I'm not sure how many members of the Hong Kong Documentary Filmmakers collective were inside PolyU during the siege but the footage they managed to shoot within that space and time period looks to be incredibly extensive. Often, the view one gets is from right within the heart of the action or damn well close to it -- despite how dangerous a position this was. We're talking, after all, not only about a situation in which tear gas, rubber bullets, water cannons spraying water dyed blue and mixed with chemicals and sound cannons were employed for days and nights on end by the police against the protestors who were brandishing umbrellas, bricks and molotov cocktails but also one where attempted flights to freedom ended with a good number of police officers grabbing, apprehending and brutally clubbing the individuals they had managed to get their hands on.
As anyone who has taken part in a pro-democracy protest in Hong Kong in recent years can and will expect, the police don't come off well in this documentary work. (In addition to the police brutality against protestors, there also is at least one scene showing police hostility against journalists and visuals of their arresting medics as well as members of the press.) I think the authorities and their pro-Beijing comrades know this too even without viewing Inside the Red Brick Wall. Hence their doing what they can to ensure that it does not get screened in Hong Kong.
Perhaps even more potently, a viewing of this film will have people feeling and caring for the individuals who found themselves stuck inside the red brick walls of PolyU for days on end.

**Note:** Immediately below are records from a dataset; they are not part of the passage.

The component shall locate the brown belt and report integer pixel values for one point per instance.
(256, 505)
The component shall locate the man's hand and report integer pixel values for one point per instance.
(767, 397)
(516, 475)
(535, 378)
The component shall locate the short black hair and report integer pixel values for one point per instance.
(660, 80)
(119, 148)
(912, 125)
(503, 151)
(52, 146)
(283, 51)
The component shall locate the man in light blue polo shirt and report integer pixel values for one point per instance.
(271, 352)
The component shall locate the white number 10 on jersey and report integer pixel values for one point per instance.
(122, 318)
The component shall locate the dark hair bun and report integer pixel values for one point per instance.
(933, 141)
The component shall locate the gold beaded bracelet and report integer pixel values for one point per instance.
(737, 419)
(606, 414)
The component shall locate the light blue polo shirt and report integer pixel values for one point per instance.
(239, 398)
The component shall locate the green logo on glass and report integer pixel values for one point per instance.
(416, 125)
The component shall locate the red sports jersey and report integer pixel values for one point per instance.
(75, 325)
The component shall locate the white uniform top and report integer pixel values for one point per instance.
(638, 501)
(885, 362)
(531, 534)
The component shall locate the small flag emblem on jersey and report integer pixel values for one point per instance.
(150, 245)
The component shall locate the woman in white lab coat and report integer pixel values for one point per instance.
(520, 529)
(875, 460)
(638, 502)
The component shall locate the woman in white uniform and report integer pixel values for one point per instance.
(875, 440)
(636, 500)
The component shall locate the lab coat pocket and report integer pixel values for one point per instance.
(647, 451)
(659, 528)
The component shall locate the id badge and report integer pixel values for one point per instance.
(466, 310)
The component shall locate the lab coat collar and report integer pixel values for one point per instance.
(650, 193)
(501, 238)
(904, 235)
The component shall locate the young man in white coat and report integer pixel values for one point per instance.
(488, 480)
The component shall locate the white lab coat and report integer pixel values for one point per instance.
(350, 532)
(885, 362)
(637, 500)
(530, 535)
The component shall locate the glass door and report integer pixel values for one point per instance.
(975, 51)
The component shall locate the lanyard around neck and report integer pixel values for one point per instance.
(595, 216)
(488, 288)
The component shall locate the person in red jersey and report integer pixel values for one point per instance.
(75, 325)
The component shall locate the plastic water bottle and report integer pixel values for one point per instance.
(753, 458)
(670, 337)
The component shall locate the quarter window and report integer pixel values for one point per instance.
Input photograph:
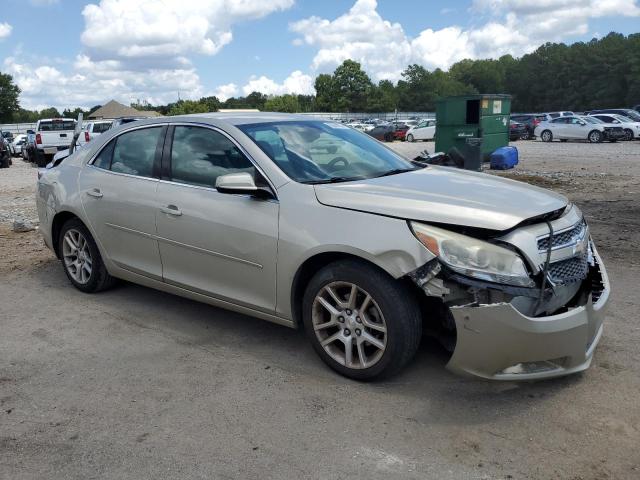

You really get a profound sense of the emotional turbulence and psychological strain they underwent as well as the physical hardship and pain. In addition, the filmed scenes of the debates, discussions and conversations that took place -- including but not exclusively about whether to stay and carry on, or call it a day for the time being and bid to return home -- often reveals the idealism and care for the community that many, if not all, of the protestors possessed.
In some ways, what's the most painful thing to discover when viewing Inside the Red Brick Wall is how certain of the youthful protestors -- and remember that many of the protestors at PolyU were students and some of them were under 18 years of age -- were, even many days into the siege, far more clear thinking than, say, the group of head teachers who went onto the campus to get the younger protestors to surrender themselves to the police. For example, when told by the head teachers that those who left with them would not be arrested, "only" have their photo taken and personal information recorded, and be able to return home that day, one protestor asked, "And what of tomorrow?" To which the head teachers had to acknowledge that they didn't know the answer to that question.
Viewing this documentary one and half years on and knowing what has happened since then (e.g., arrests related to the PolyU siege still taking place as recently as last week), one knows that the fears of the protestors were justified. Something the viewer(s) also know: that the PolyU siege did not turn out well for the protest as a whole as well as individual protestors. Consequently, I found myself tearing up -- and not for the only time while viewing Inside the Red Brick Wall -- when a protestor inside the university is recorded as stating that, "If we win, this will be our biggest victory."